Görünür ve ölçülebilir yoksulluk bile dehşet verici derinlikte. Varın görünmeyenin ağırlığını siz tahmin edin. İki milyondan fazla çocuk “şartlı eğitim” kapsamında simit parası sayılmayacak yoksulluk yardımı alıyor. Öğretmenler çocukların okula aç geldiklerini anlatıyor acı içinde. Üniversite öğrencilerinin durumu daha da kötü. İşsizlik ve göçmen sorunu birbiriyle etkileşiyor. İktidarın bir yönetme aracı olarak istismar edeceği yabancı düşmanlığı her an iktidar karşıtı bir şiddet anaforuna evrilebilir. Muhalefete yönelik yargı aracılı bastırma, korkutma, tehdit, yasaklama programı da giderek şiddetleniyor. Bu karmaşa içinde en tehlikeli ve kaygı uyandırıcı olan gelişme ise birbiriyle bağlantılı “paramiliter güçler” sorunu gibi duruyor. Kontrolsüz göç dalgasıyla gelenlerin iktidarı koruma göreviyle silahlandırılabileceği ve SADAT’ın da bir paramiliter örgüt olduğu açıklaması her geçen gün kuşkuları derinleştiriyor. Derin yoksulluk gerçeği ile paramiliter yapılar kuşkusu birbirini etkileyen bağlantılara sahip. Aynı anda iktidar, kendisine karşı örgütlü ya da örgütsüz bir isyan olacağı kuşkusuna kapılırken muhalifler ise iktidarın yasaları askıya alan yasal ve paramiliter silahlı baskı yönetimine geçebileceğinden kuşkulanıyor. Kemal Kılıçdaroğlu’nun SADAT önünde yaptığı ve iyi ki yaptığı açıklama da bu yüzden gibi görünüyor.

En büyük risk ise iktidar ve avanesi ile genel olarak muhalefetin birbirlerinden kuşkulandığı bu halin kendisinin de kontrolden çıkması. Kuşku ikili işlevi olan bir ruh hali. Kontrolden çıkmadığı sürece kuşkulananın artıracağı önlemlerle kendini güvende hissetmesini ve bu yolla da güçlenmesini sağlayabilir. Ama derinleşip kontrolden çıktığı durumlarda kuşkulananın paniğe kapılmasını ve kendisini güvene almak için, savunmasında derin gedikler açacak hamleler yapmasına neden olabilir.

Toplumsal değişimler tekil bireyin ruh haline genel olarak bağlı değildir.

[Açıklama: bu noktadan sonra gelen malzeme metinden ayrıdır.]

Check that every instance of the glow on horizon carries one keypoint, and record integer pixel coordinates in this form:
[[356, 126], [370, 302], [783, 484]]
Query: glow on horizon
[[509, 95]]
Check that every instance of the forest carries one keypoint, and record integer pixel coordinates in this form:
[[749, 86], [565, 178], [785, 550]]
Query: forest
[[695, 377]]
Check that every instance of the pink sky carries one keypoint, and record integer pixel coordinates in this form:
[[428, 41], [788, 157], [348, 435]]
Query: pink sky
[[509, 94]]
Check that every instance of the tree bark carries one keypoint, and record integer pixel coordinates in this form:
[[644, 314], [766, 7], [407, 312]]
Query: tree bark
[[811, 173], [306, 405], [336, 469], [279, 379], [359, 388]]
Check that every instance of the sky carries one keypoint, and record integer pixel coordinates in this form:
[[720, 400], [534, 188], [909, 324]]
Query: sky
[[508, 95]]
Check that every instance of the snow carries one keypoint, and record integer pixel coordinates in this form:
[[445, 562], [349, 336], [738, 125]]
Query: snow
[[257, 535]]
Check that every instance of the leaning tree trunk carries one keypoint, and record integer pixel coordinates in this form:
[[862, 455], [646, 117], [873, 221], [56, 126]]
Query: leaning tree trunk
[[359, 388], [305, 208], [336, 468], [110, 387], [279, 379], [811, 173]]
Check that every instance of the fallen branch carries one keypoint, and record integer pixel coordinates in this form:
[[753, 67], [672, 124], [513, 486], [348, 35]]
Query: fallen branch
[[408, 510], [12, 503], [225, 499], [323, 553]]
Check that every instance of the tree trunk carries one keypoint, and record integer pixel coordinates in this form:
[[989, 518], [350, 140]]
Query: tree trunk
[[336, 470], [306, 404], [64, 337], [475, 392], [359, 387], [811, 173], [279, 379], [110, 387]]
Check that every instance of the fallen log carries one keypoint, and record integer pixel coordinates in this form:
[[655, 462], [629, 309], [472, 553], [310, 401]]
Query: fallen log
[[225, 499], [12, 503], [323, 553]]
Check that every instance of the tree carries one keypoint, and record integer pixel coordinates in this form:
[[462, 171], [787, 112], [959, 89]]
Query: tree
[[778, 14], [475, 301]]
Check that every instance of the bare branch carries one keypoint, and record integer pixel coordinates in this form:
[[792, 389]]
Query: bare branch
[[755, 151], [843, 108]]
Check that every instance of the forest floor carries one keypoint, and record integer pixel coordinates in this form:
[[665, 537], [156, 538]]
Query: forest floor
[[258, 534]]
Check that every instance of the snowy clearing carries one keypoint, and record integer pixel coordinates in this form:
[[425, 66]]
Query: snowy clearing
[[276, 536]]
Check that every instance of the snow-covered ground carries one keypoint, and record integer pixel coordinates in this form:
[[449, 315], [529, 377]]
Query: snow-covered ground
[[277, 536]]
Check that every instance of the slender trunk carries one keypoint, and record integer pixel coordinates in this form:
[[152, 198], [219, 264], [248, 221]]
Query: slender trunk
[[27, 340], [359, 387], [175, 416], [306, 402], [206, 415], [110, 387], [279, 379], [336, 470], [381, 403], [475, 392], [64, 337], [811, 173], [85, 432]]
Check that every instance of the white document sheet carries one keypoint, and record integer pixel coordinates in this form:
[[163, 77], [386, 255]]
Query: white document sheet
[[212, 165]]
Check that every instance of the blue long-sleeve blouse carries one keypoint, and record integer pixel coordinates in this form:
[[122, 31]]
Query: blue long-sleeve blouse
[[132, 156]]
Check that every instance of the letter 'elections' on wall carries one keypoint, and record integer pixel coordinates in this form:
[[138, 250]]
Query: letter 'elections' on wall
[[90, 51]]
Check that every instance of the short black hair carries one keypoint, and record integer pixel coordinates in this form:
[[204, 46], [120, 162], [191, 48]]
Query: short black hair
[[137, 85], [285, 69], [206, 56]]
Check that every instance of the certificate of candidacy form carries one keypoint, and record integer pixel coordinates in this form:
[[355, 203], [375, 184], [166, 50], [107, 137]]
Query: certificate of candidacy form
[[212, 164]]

Ama kriz dönemlerinde güç sahibi bireylerin ruh hali, kontrol ettikleri kitleleri derinden etkileyebilir. Alacakları bireysel kararlar ya da uygulamalar umulandan ya da kendi umduklarından çok farkı etkilere neden olabilirler. En basit ama kaygılandırıcı örnek, bir paramiliter örgütlenme ve hazırlık kuşkusuna kapılıp silahlanmalıyız yargısına kapılmak. Tersi de geçerli. Beni isyanla düşürmeye hazırlanıyorlar paramiliter destekler hazırlamalıyım!

Kedidir kedi, 1977 yapımı Aslan Bacanak filmi ile meşhur olan bir replikti. Sosyal medyada bir dönem yeniden moda olmuştu. Mahallenin ağır abisi Metin Akpınar’ın kız kardeşine âşık olan Zeki Alasya, abinin korkusundan sevgilisi ile çatılarda buluşur. Çatı turları sırasında türlü sakarlıklarla yol açtığı kazalar mahallelinin korkmasına neden olur. Kahvehanede bu gizemli kazalar üzerine yapılan kaygılı, korkulu yorumlara ağır abi ihtimal vermez. Gizemli bir tehdit uyarılarını, “kedidir kedi!” diye yorumlar her defasında. Ama olaylar sürdükçe mahallede “Kasımpaşa Canavarı” efsanesi yayılmaya başlar. Filmde olaylar bir şekilde tatlıya bağlanır ve canavar sanılan da ürkek bir âşık çıkar çıkmasına da, bugün kendisi dahil bir Kasımpaşa Canavarı olduğundan emin olanlarla, kedidir kedi diyenler arasındaki anlaşmazlık ne olacak?